However, Cory Smedley, the city’s acting fire chief and emergency management coordinator, said in an email that the city fire department preferred the road diet.
“This option actually provides the 11’ travel lanes preferred by the fire department, yielding space for emergency vehicles by pulling to the right in the bike lanes, and the center lane can be used for emergency vehicle passing without crossing into oncoming traffic,” Smedley wrote in the email.
Lewis took issue with staff’s failure to disclose a letter from the Alexandria Fire Department that expressed support for a road diet.
“Stop jamming us,” Lewis told staff. “That’s simple. We’ve asked you before, and you continue to jam us.”
Lambert said Tuesday that staff had not been trying to withhold information.
“We provided 477 pages worth of input from the public to the board,” Lambert said. “There was no intent to not share something with the board.”
During the public hearing period, resident Mary-Jane Roth said she felt unsafe walking down Seminary Road because the sidewalks were too narrow, and speeding was a problem on the road.
In 2016, council voted to decrease the speed limit on Seminary Road from 35 to 25 miles per hour. But Roth said that hadn’t helped.

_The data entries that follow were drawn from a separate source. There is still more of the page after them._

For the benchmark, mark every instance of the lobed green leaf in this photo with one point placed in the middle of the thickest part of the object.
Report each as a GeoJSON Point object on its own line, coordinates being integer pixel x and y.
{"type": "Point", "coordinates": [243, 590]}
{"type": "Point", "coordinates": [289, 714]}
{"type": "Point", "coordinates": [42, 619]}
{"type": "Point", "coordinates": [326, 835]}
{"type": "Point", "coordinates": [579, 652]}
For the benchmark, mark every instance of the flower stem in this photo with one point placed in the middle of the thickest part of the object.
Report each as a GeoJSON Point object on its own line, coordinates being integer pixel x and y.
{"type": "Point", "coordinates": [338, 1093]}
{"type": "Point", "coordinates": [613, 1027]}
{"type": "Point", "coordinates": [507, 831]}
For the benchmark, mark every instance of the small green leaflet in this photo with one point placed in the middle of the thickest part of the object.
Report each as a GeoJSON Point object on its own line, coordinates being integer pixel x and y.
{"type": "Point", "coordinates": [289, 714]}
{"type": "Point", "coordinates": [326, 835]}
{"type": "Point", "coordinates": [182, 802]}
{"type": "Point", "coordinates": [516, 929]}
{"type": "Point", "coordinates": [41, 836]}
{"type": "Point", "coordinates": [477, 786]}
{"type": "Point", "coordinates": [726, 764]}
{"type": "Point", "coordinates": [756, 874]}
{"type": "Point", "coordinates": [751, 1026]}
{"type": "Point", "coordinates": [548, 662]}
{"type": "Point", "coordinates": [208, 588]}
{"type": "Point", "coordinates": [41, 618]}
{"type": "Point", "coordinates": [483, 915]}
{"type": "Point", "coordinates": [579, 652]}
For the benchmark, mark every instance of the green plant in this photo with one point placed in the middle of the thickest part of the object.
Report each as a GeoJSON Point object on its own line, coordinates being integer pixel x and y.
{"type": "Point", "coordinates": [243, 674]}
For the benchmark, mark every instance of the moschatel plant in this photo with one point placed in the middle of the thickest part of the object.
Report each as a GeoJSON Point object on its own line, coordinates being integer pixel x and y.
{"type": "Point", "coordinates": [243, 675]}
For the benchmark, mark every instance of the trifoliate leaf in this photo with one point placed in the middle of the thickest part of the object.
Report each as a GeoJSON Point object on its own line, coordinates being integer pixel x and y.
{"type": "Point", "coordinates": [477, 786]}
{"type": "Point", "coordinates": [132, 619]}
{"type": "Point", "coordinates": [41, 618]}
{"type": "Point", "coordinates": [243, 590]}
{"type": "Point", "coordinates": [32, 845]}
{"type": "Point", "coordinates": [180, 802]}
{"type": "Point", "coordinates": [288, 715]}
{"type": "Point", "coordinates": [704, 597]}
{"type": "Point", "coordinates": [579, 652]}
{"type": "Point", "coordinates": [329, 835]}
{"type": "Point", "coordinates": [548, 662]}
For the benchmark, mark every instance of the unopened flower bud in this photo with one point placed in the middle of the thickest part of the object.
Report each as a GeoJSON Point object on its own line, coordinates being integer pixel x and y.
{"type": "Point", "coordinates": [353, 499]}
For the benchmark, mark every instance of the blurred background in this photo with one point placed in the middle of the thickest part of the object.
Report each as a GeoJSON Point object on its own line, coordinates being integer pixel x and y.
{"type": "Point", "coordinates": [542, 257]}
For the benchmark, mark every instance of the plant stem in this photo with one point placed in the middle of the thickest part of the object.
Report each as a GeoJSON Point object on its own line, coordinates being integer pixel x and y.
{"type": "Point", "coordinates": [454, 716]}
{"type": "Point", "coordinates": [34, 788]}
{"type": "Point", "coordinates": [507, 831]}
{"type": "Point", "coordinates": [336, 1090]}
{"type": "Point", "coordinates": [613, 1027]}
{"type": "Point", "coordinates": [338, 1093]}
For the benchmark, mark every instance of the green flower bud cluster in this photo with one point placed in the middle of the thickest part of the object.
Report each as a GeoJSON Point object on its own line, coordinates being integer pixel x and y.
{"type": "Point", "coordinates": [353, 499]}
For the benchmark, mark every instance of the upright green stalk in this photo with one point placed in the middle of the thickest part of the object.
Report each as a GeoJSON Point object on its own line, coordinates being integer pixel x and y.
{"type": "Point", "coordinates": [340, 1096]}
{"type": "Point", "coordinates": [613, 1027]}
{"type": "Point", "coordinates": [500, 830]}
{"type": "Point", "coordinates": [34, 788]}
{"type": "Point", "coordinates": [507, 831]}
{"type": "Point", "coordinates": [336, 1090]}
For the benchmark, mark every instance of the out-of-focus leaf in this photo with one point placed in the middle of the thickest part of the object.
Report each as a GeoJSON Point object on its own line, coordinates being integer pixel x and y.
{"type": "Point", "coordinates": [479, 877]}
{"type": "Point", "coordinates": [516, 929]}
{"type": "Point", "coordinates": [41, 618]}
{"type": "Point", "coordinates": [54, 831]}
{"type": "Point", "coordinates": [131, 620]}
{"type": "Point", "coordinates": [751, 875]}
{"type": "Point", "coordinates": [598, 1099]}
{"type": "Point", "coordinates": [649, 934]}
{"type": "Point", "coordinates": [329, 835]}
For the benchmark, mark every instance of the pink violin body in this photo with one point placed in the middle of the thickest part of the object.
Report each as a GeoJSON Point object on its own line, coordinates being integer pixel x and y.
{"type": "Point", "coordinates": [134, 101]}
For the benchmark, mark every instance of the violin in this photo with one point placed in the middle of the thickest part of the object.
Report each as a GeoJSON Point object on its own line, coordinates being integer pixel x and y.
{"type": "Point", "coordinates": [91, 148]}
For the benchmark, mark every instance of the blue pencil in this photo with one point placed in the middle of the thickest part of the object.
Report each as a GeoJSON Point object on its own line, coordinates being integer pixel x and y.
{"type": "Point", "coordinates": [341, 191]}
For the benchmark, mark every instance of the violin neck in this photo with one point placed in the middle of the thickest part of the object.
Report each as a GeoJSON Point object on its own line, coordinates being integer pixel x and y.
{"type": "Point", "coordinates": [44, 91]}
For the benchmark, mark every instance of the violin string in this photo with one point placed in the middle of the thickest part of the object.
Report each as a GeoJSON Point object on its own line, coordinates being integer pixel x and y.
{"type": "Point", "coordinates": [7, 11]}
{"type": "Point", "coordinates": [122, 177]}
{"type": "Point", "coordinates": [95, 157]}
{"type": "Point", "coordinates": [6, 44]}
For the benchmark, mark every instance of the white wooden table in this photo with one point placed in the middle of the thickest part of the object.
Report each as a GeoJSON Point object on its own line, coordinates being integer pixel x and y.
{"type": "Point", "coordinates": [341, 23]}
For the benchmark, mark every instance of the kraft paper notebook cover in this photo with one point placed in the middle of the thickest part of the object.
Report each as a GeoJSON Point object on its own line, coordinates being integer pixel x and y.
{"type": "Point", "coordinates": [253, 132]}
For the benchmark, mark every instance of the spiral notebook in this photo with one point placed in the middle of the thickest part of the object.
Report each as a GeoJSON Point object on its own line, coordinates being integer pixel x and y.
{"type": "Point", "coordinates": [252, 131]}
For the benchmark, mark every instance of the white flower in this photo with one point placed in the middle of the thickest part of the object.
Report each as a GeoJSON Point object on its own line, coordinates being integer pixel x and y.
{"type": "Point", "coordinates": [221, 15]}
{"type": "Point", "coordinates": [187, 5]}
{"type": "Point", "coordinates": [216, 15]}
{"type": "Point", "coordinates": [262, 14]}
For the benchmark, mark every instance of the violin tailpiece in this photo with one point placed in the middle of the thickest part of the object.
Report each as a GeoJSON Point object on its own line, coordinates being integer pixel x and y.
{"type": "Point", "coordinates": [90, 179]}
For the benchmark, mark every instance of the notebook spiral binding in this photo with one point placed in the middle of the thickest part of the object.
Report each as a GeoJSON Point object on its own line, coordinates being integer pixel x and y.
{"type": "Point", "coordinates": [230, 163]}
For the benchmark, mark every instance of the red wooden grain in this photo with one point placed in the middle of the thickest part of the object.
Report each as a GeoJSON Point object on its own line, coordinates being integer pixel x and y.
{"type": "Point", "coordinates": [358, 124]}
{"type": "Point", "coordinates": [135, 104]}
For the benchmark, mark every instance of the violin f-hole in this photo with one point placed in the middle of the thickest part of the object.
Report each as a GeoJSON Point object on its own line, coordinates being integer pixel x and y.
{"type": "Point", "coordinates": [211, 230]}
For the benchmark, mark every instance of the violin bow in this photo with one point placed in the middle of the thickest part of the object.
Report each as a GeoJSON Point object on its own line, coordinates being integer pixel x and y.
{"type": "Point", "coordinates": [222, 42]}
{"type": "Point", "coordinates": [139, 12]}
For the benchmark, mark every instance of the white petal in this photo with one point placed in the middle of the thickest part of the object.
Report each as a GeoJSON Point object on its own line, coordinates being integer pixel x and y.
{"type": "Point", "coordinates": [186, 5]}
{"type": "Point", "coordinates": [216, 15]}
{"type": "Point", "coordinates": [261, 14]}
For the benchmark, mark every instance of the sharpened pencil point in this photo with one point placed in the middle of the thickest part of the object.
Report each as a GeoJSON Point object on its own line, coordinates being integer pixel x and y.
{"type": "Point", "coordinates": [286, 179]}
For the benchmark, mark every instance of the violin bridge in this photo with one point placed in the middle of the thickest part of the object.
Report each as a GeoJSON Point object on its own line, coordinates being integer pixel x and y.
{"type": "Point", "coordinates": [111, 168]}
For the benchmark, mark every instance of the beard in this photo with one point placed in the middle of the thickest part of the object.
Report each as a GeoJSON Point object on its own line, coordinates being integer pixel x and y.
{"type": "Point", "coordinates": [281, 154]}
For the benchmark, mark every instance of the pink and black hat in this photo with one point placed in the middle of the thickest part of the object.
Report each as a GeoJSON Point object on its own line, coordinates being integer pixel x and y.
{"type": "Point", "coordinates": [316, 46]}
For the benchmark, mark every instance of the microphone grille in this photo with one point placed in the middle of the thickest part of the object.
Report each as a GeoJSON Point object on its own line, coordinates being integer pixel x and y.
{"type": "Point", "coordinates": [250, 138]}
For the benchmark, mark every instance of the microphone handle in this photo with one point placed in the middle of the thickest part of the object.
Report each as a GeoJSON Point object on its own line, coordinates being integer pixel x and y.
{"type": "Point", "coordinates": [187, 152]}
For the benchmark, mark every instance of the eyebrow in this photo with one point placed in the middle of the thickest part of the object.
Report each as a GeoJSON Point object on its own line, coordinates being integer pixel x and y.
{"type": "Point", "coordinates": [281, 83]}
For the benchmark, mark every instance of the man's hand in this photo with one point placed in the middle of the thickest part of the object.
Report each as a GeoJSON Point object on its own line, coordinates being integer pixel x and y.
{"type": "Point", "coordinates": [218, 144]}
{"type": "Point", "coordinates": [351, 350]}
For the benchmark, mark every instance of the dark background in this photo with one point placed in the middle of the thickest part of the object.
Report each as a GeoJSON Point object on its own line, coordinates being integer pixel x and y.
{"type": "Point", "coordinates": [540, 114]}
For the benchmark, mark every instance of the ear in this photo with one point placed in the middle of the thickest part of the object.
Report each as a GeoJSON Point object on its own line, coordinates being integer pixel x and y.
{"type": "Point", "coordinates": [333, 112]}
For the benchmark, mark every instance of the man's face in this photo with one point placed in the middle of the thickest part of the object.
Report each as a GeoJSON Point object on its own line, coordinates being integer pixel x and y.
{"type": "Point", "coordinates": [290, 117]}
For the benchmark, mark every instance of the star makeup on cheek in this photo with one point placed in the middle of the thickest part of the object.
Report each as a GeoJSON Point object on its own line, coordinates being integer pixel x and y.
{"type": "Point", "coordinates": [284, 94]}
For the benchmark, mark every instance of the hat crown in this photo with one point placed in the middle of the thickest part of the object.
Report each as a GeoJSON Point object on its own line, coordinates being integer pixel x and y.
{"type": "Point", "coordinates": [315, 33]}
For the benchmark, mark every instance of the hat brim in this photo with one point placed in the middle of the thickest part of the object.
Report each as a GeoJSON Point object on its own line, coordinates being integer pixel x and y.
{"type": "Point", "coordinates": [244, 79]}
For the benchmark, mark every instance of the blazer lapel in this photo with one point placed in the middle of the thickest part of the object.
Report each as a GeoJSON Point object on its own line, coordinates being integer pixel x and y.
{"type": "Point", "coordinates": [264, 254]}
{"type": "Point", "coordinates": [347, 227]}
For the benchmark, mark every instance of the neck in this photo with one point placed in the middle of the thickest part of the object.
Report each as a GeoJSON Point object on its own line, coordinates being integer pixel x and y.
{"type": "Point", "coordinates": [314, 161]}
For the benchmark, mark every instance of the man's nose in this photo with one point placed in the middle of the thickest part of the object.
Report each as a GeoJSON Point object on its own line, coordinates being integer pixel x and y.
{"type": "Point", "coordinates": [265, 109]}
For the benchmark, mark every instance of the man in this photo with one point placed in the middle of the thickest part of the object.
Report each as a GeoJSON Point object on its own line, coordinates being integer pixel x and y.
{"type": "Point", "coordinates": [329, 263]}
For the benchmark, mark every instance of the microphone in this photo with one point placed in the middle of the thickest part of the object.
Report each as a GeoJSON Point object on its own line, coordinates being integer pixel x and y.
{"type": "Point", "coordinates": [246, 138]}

“When a bus or a car whizzed by, the pressure was enough to move me,” she said.
Michael Curry, a former member of the board, spoke in favor of maintaining four lanes.
“If Seminary Road is as bad as they say it is, I might move, because I’m worried I’ll die on my way home… but the reality is, Seminary Road is safe,” Curry said. “I don’t want to sit in endless traffic. I’m getting older, and I don’t want to spend all my time left there.”
Carter Flemming, the president of the Seminary Hill Association, argued that the speed limits on Seminary Road needed to be enforced more strictly.
Data from the Alexandria Police Department recorded 1410 traffic stops on Seminary Road during 2018, with 945 of them occurring between North Howard Street and North Quaker Lane.
“55.3% of the citations issued for Seminary Rd in 2018 were in the N. Quaker Lane to the N. Howard stretch,” according to a police report. “This corridor is 33.3% of the length of Seminary Rd. in Alexandria.”
Corey Ballantine, a lieutenant in the Alexandria Police Department, wrote in an email that “all traffic violations are enforced” on the road and that it is patrolled by officers.
Ella Knight, who spoke in favor of a road diet, said she regularly walks half a mile alongside Seminary Road and feels unsafe given the presence of a hill on the road, as well as lack of crosswalks.
“I would much rather have more traffic than dead pedestrians,” Knight said.
Bishop Jim Mathes, the dean of students at Virginia Theological Seminary — for which the road is named — voiced similar concerns about the hill, speaking in favor of a road diet.
“I see bikers coming up that hill, and I first admire their stamina, but then I fear for their safety,” he said. “It seems like a small price to pay, a few minutes … for a safe space for all residents.”
Others argued that the plan would serve to further congest Seminary Road, and pushed back against the addition of a sidewalk with the road diet.
The sidewalk would cost $1.5 million, according to estimates from city staff.
City council’s final vote on the project remains tentatively scheduled for September.